Mushroom Peppercorn Cream Pasta
- Tracy Scheckel
- Jan 20
- 3 min read

About a gazillion years ago, WAY before brewpubs were a thing, we went to one in Greenwich Village on the edge of SoHo in the vicinity of Thompson and Broome Streets (in case anyone out there remembers the place). For the life of me I can't remember the name and neither can John. I can't even remember if we liked the beer, but what I do remember is the dinner I had -- which was absolutely delicious and like nothing I'd ever tasted.
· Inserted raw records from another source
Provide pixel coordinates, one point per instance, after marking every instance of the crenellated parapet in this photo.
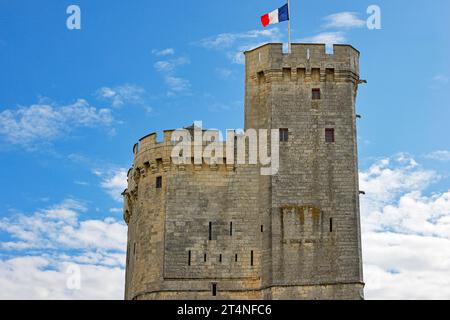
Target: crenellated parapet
(306, 63)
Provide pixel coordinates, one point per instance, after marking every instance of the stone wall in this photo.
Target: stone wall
(294, 235)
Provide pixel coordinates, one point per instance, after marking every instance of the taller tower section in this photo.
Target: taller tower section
(314, 249)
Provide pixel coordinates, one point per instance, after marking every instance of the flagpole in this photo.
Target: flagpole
(289, 26)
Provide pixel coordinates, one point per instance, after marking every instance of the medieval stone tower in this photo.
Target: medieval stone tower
(224, 231)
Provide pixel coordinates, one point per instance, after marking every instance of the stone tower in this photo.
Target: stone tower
(221, 231)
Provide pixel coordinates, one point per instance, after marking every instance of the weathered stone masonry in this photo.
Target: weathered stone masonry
(227, 232)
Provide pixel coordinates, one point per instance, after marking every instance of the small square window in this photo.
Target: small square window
(329, 135)
(158, 182)
(284, 135)
(316, 94)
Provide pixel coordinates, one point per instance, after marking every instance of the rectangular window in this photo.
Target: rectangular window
(316, 94)
(329, 135)
(284, 135)
(158, 182)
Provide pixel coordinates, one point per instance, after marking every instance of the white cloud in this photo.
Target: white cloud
(406, 233)
(170, 65)
(177, 84)
(47, 121)
(115, 183)
(441, 79)
(440, 155)
(45, 245)
(230, 40)
(121, 95)
(59, 227)
(344, 20)
(164, 52)
(234, 44)
(41, 278)
(328, 38)
(224, 73)
(168, 68)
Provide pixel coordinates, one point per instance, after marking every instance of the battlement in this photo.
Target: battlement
(303, 62)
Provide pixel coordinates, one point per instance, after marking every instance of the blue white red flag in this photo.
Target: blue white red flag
(276, 16)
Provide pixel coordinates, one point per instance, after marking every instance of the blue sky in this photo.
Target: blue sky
(73, 103)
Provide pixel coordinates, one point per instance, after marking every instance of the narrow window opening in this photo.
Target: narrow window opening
(284, 135)
(287, 73)
(158, 182)
(315, 74)
(330, 74)
(316, 94)
(329, 135)
(210, 231)
(261, 77)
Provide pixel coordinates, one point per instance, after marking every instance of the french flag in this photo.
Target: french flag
(276, 16)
Imagine homemade fettuccine with a wild mushroom cream sauce infused with just a touch of bourbon with cooked tri-color peppercorns and Bulgar wheat. I'm not sure I even knew what Bulgar wheat was back in 1993ish.
Soon after we went to this place that shall remain nameless, I made the recipe at home -- including making the pasta by hand. Of course, the 2 adults in the house loved it but the 4 children were not thrilled. Did I write down what I did? Nope!
Now that the nest is empty, with fond memories of this dish in the recesses of my mind, I set out to replicate it a few months back. I was a tad impatient and not finding the Bulgar readily available, I substituted tri-color quinoa, then because I am on a mission to make the carbs I eat more worthwhile, I used rotini made from lentil and chick pea flour.
Barilla makes these single ingredient pastas in 8.8 oz. boxes, the lentil variety is reddish in color and the chickpea one looks like any other pasta. While a bit pricey, they are worth it as both are delicious and stay firm. They don't have that slimy or gritty texture of other gluten-free pastas. Further, they are a great source of protein and are quite filling so that 8.8 oz. box goes a long way.
THE RECIPE:
1 lb pasta (fettuccine or something bite-sized that will hold the sauce)
1 onion cut into a 1/2' dice
2-3 cloves garlic sliced
4T butter
2T olive oil
Salt / pepper to taste
1/2 C quinoa or Bulgar wheat
3T tri-color peppercorns
1-2C chicken or vegetable broth
6-8 cups of a variety of mushrooms (I used shiitake, white button, and oysters, but any mix will do)
1/4 C bourbon or sherry
! -2 C heavy cream
Add the olive oil and butter to a large skillet and heat. Add the onions and garlic and a pinch of salt. Cover and allow to caramelize.
Pour the quinoa and peppercorns into the skillet and cover and stir occasionally to let quinoa toast, but not burn.
Add the shiitakes and cover allowing them to cook to a nice deep golden color
Add the other mushrooms and about a cup of broth.
Allow to simmer to cook the mushrooms and reduce a bit. If it starts to get sticky, add some more broth.
Once the mushrooms are all cooked, add the bourbon or sherry (I used sherry) and increase the heat to allow the alcohol to evaporate off.
All of the above should take about an hour.
While the pasta is boiling, add a cup of heavy cream and allow it to simmer and thicken a bit.
When the pasta is cooked, drain it and add it to the skillet and toss to mix.
You can add either broth or heavy cream here if feels like the pasta isn't all well coated. (this depends on the type of pasta you use)

This can be served with shaved Parmesan but honestly, it doesn't need it.